# Storm wood



## landman (Sep 1, 2013)

We had a storm here the other day which knocked down a lot of trees. I managed to salvage a few pieces from the garden waste depot. There was a big ash cut up in firewood lengths (good for boxes) and a silver maple, what looks like an elm and one that I thing is a Manitoba Maple (Box Elder). That one is on the top left in the truck. I cut up a couple of branches on the table saw to see what was inside. The two pieces in the middle are from what I think is the box elder, the one on the right is from what I think is an Elm (compound leaves with a serrated edge). The little white one on the left is from the silver maple, very white.

Any opinions?


----------



## MidGAOutdoor (Apr 7, 2011)

its amazing what people throw away. wish we had a garden waste dump here. the county wont let people haul out of the dump here. nice wood cant wait for more pics.


----------



## Old Air Force (Jan 14, 2013)

Great stuff. I love to see wood like this used instead of consigned to eternity in the dump. I wish I was better at identifying different types of wood, but I plan to work on it. That way I can be more effective at grabbing stuff I can use before it gets wasted.


----------



## landman (Sep 1, 2013)

Picked up the remainder of the "box elder" today and deposited it with the rest at "The Forge". The Forge is a club for retirees which has a fully equipped woodworking and welding shop where codgers without shops go to putter. They also have a mill and they'll saw up my storm wood. Turns out my box elder is a willow. There was boxelder branches nearby which misled me. One log has a few leaves on and it definitely is a willow. I'm cutting it up anyway. Can't use it in anything structural but it'll make great inlays, drawer fronts, stuff like that or very small boxes.


----------



## del schisler (Nov 5, 2009)

landman said:


> Picked up the remainder of the "box elder" today and deposited it with the rest at "The Forge". The Forge is a club for retirees which has a fully equipped woodworking and welding shop where codgers without shops go to putter. They also have a mill and they'll saw up my storm wood. Turns out my box elder is a willow. There was boxelder branches nearby which misled me. One log has a few leaves on and it definitely is a willow. I'm cutting it up anyway. Can't use it in anything structural but it'll make great inlays, drawer fronts, stuff like that or very small boxes.

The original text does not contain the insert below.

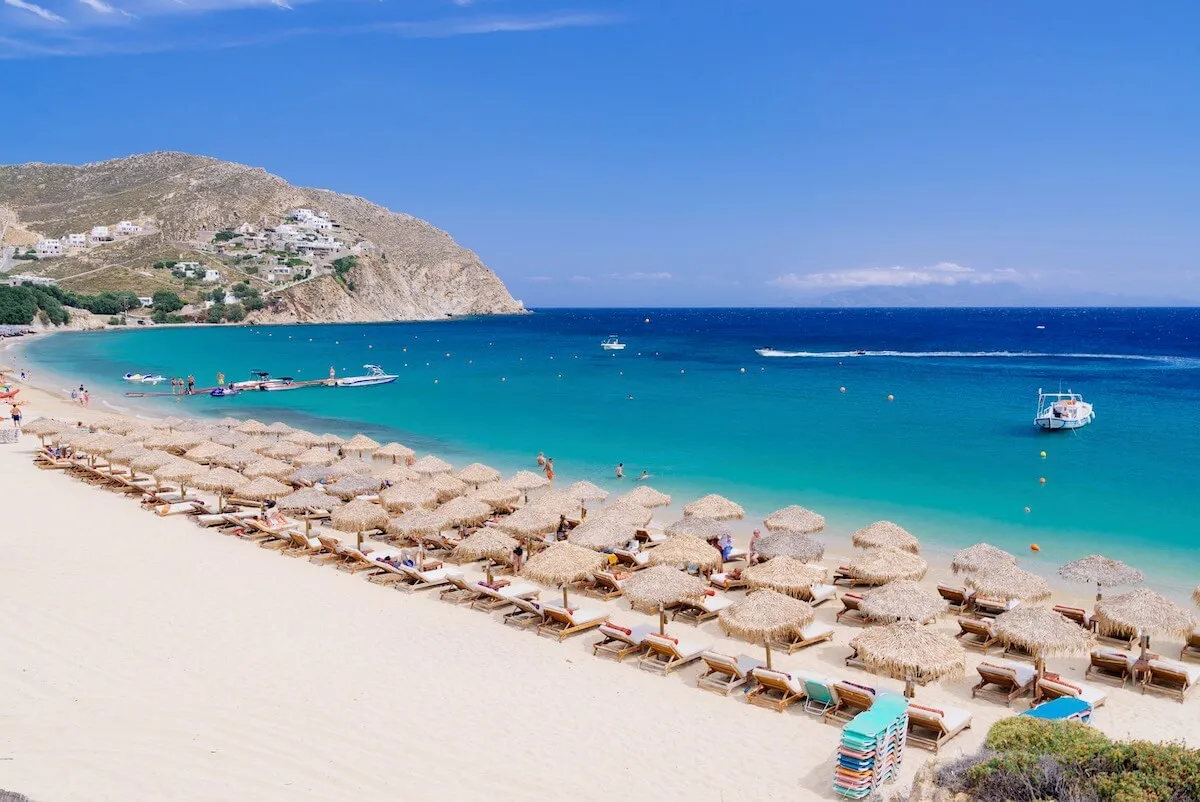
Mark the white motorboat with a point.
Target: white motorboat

the leves don't look like willow to me ? weeping willow ? i don't remember any bud's in the middle of the 3 leves's , willow wood will be light brown if i remember right , nice wood , also the bark ? i could be wrong , mite be hickberry ? any way it is free , that is the best kind, hackberry will be a whitesh wood. good luck


----------



## Post Oakie (Aug 20, 2013)

Whatever they are, you've got some nice boards. It is great that you have a place to mill them. How do you plan to dry them? Good luck with your projects.


----------



## landman (Sep 1, 2013)

Post Oakie said:


> Whatever they are, you've got some nice boards. It is great that you have a place to mill them. How do you plan to dry them? Good luck with your projects.


 
The Elm and the Maple will be stacked with spacers somewhere in the garage. The "willow" will be strapped with spacers and stored inside too. In a couple of years, if I'm still around, I'll do something with it.


----------



## landman (Sep 1, 2013)

She's all sawed up folks! They wanted $50, I gave them 70.


----------



## Old Air Force (Jan 14, 2013)

Nice looking wood. That's got to be considered some kind of bargain.


----------



## landman (Sep 1, 2013)

Old Air Force said:


> Nice looking wood. That's got to be considered some kind of bargain.

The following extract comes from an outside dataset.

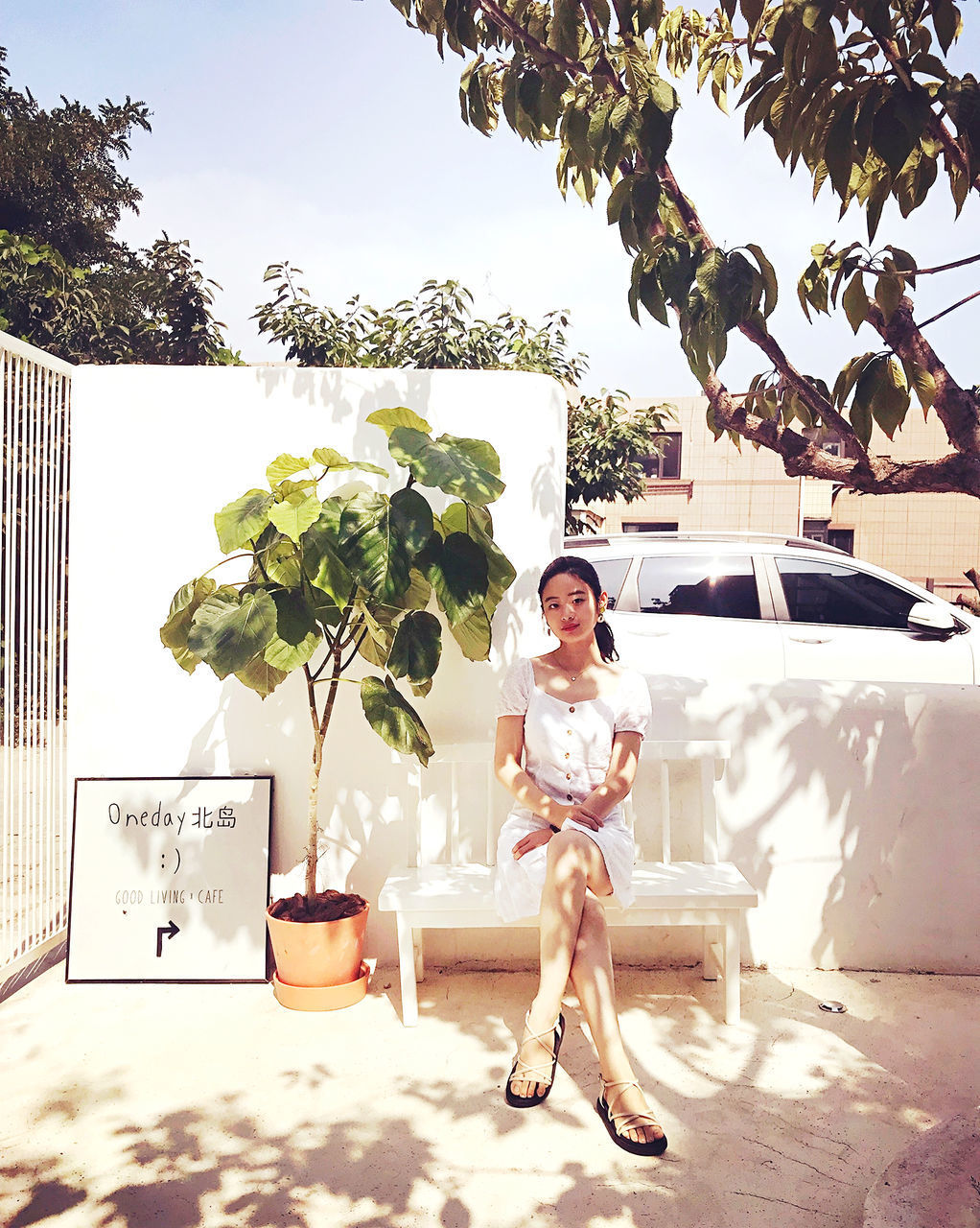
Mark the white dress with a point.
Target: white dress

 Yes it was. They're all volunteers. All you pay for really is for the gas and the wear & tear on the sawmill.


----------



## Carvel Loafer (Dec 31, 2011)

del schisler said:


> the leves don't look like willow to me ? weeping willow ? i don't remember any bud's in the middle of the 3 leves's , willow wood will be light brown if i remember right , nice wood , also the bark ? i could be wrong , mite be hickberry ? any way it is free , that is the best kind, hackberry will be a whitesh wood. good luck


Those leaves look like the trees I have in my back yard, Long Leaf Willow. They grow like weeds. The wood grain looks much the same too. The bigger stuff I cut when I do a major pruning ends up as fire wood but I might try to mill some next time. Looks nice.


----------



## Post Oakie (Aug 20, 2013)

That's great that there is a way to get the wood milled. I donate some wood to 4H groups and the like, but there is no community woodworking center around here. Good idea. Those boards with red streaks, by the way, ARE boxelder. Nothing else looks like that. Now for the hard part... waiting for the wood to dry!


----------



## landman (Sep 1, 2013)

*Another Elm*

While this one didn't fall in a storm, it came from the same area of town as the last one. The tree cutter just dumped it at the garden waste site. A friend has a truck repair shop close by and he agreed to pick it up with his fork lift. He got there just in the nick of time, they were there with the bulldozer, ready to push it into the pile. We loaded it on a trailer and it is at the sawmill.


----------



## landman (Sep 1, 2013)

I took a slice off one of the blocks that had been cut up as firewood and planed it. That dark stuff is nice although it will surely lighten up when dry.


----------